Only, in the case of Jesus, it was the old people, the Jews, who did not understand him, while in the case of Buddha,
it was his own followers who did not realize the import of this teachings. As the Jew did not understand the
fulfilment of the Old Testament, so the Buddhist did not understand the fulfilment of the truths of the Hindu
religion. Again, I repeat, Shakya Muni came not to destroy, but he was the fulfilment, the logical conclusion, the
logical development of the religion of the Hindus.
The religion of the Hindus is divided into two parts: the ceremonial and the spiritual. The spiritual portion is
specially studied by the monks. In that there is no caste. A man from the highest caste and a man from the lowest may
become a monk in India, and the two castes become equal. In religion there is no caste; caste is simply a social
institution. Shakya Muni himself was a monk, and it was his glory that he had the large-heartedness to bring out the
truths from the hidden Vedas and throw them broadcast all over the world. He was the first being in the world who
brought missionarising into practice--nay, he was the first to conceive the idea of proselytising. The great glory of
the Master lay in his wonderful sympathy for everybody, especially for the ignorant and the poor. Some of his
disciples were Brahmins. When Buddha was teaching, Sanskrit was no more the spoken language in India. It was then only
in the books of the learned. Some of Buddha's Brahmin disciples wanted to translate his teachings into Sanskrit, but
he distinctly told them, "I am for the poor, for the people; let me speak in the tongue of the people." And so to this
day the great bulk of his teachings are in the vernacular of that day in India. Whatever may be the position of
philosophy, whatever may be the position of metaphysics, so long as there is such a thing as death in the world, so
long as there is such a thing as weakness in the human heart, so long as there is a cry going out of the heart of man
in his very weakness, there shall be a faith in God.
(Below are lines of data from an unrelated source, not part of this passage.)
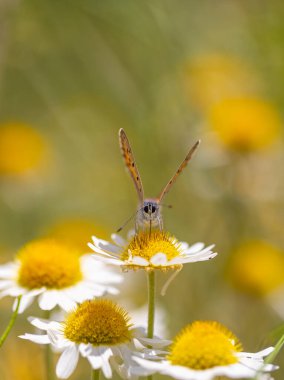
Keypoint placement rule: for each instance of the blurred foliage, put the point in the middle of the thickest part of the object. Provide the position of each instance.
(169, 73)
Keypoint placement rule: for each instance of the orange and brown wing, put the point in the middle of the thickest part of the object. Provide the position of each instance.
(130, 163)
(180, 169)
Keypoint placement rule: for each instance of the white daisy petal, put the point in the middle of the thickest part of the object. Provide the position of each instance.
(137, 260)
(13, 291)
(25, 302)
(118, 240)
(105, 245)
(40, 339)
(108, 260)
(159, 259)
(44, 324)
(6, 284)
(195, 248)
(260, 354)
(67, 362)
(9, 270)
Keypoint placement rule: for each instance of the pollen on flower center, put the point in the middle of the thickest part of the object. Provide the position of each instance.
(47, 263)
(146, 245)
(99, 322)
(203, 345)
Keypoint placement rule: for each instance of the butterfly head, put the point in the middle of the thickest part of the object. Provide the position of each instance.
(150, 210)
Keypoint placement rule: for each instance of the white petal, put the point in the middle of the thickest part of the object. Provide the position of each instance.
(6, 284)
(40, 339)
(13, 291)
(24, 304)
(196, 258)
(137, 260)
(150, 366)
(106, 368)
(259, 354)
(95, 361)
(105, 245)
(108, 260)
(159, 259)
(103, 252)
(67, 362)
(183, 245)
(195, 247)
(119, 240)
(44, 324)
(9, 270)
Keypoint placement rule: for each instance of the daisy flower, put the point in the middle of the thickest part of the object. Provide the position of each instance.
(56, 274)
(100, 331)
(205, 350)
(158, 250)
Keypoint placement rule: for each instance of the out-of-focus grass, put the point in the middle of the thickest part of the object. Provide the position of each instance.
(75, 72)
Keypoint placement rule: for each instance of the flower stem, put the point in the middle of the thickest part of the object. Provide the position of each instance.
(95, 374)
(11, 322)
(151, 304)
(151, 307)
(48, 357)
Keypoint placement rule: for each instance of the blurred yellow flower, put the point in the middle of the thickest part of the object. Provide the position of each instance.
(22, 149)
(245, 124)
(213, 77)
(257, 268)
(25, 358)
(77, 232)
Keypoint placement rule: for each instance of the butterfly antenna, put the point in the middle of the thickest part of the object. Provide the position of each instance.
(128, 220)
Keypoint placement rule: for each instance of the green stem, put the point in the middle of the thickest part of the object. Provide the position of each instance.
(151, 304)
(48, 356)
(278, 346)
(95, 374)
(270, 358)
(151, 307)
(11, 322)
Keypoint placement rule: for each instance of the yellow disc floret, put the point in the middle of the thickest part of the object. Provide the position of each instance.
(22, 149)
(99, 322)
(147, 245)
(47, 263)
(257, 268)
(203, 345)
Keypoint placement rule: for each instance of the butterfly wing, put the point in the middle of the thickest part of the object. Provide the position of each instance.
(180, 169)
(130, 164)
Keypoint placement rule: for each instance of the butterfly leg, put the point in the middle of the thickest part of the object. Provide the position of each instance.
(160, 221)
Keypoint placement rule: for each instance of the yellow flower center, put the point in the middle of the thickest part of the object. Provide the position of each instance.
(203, 345)
(245, 124)
(99, 322)
(257, 268)
(48, 263)
(147, 245)
(22, 148)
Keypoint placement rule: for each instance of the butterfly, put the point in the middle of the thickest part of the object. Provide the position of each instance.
(148, 214)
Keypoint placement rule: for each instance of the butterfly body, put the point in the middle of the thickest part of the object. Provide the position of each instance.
(148, 214)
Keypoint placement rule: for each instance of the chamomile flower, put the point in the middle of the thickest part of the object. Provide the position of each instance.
(158, 250)
(100, 331)
(55, 273)
(205, 350)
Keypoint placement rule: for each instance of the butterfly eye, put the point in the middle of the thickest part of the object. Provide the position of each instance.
(146, 209)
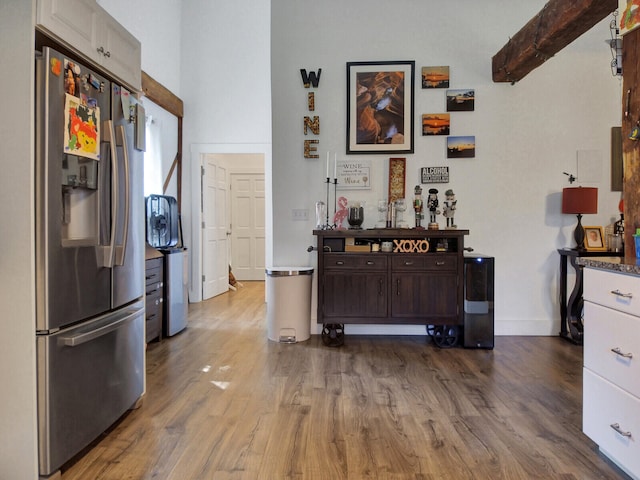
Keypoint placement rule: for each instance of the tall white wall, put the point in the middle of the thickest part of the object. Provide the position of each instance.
(18, 454)
(227, 94)
(526, 134)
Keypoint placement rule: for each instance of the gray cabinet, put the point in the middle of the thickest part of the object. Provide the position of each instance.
(154, 278)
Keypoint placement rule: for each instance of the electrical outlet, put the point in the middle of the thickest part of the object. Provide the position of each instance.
(300, 214)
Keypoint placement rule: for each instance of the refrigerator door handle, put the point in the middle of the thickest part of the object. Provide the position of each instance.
(106, 253)
(121, 140)
(84, 337)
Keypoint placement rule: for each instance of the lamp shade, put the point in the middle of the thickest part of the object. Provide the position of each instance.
(580, 200)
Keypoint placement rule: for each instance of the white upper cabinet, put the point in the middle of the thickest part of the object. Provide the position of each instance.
(86, 27)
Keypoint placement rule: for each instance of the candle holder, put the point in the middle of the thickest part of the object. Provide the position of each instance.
(327, 225)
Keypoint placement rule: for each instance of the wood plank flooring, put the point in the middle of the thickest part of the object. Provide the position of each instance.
(223, 402)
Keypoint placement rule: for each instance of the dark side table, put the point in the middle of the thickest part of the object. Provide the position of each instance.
(571, 326)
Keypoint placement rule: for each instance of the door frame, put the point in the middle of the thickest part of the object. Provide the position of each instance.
(197, 152)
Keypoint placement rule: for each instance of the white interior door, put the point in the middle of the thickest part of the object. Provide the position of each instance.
(215, 257)
(248, 225)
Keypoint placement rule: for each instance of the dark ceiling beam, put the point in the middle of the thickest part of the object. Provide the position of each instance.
(558, 24)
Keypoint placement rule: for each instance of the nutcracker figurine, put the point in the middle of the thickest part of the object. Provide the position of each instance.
(432, 205)
(417, 205)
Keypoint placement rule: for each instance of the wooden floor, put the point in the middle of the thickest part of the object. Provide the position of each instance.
(223, 402)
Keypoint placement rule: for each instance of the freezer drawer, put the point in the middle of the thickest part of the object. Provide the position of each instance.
(88, 376)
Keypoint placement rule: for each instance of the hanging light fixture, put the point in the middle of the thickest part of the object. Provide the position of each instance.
(615, 44)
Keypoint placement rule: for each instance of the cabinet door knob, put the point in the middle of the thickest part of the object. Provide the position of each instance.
(618, 293)
(616, 427)
(617, 351)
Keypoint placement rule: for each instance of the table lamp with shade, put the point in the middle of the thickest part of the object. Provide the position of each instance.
(579, 201)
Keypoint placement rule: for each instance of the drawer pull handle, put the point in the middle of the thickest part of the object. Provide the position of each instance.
(618, 293)
(616, 427)
(617, 351)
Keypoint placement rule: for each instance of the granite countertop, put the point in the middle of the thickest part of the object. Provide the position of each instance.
(615, 264)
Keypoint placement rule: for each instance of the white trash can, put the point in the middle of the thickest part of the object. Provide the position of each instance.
(289, 304)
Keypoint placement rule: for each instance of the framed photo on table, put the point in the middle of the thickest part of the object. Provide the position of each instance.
(594, 239)
(397, 174)
(380, 107)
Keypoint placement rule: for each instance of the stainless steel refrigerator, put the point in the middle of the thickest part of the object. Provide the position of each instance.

On the philosophic side the disciples of the Great Master dashed themselves against the eternal rocks of the Vedas and
could not crush them, and on the other side they took away from the nation that eternal God to which every one, man or
woman, clings so fondly. And the result was that Buddhism had to die a natural death in India. At the present day
there is not one who calls oneself a Buddhist in India, the land of its birth. But at the same time, Brahminism lost
something--that reforming zeal, that wonderful sympathy and charity for everybody, that wonderful leaven which
Buddhism had brought to the masses and which had rendered Indian society so great that a Greek historian who wrote
about India of that time was led to say that no Hindu was known to tell an untruth and no Hindu woman was known to be
unchaste. Hinduism cannot live without Buddhism, nor Buddhism without Hinduism. Then realize what the separation has
shown to us, that the Buddhists cannot stand without the brain and philosophy of the Brahmins, nor the Brahmin without
the heart of the Buddhist. This separation between the Buddhists and the Brahmins is the cause of the downfall of
India. That is why India is populated by three hundred million of beggars, and that is why India has been the slave of
conquerors for the last thousand years. Let us then join the wonderful intellect of the Brahmins with the heart, the
noble soul, the wonderful humanizing power of the Great Master.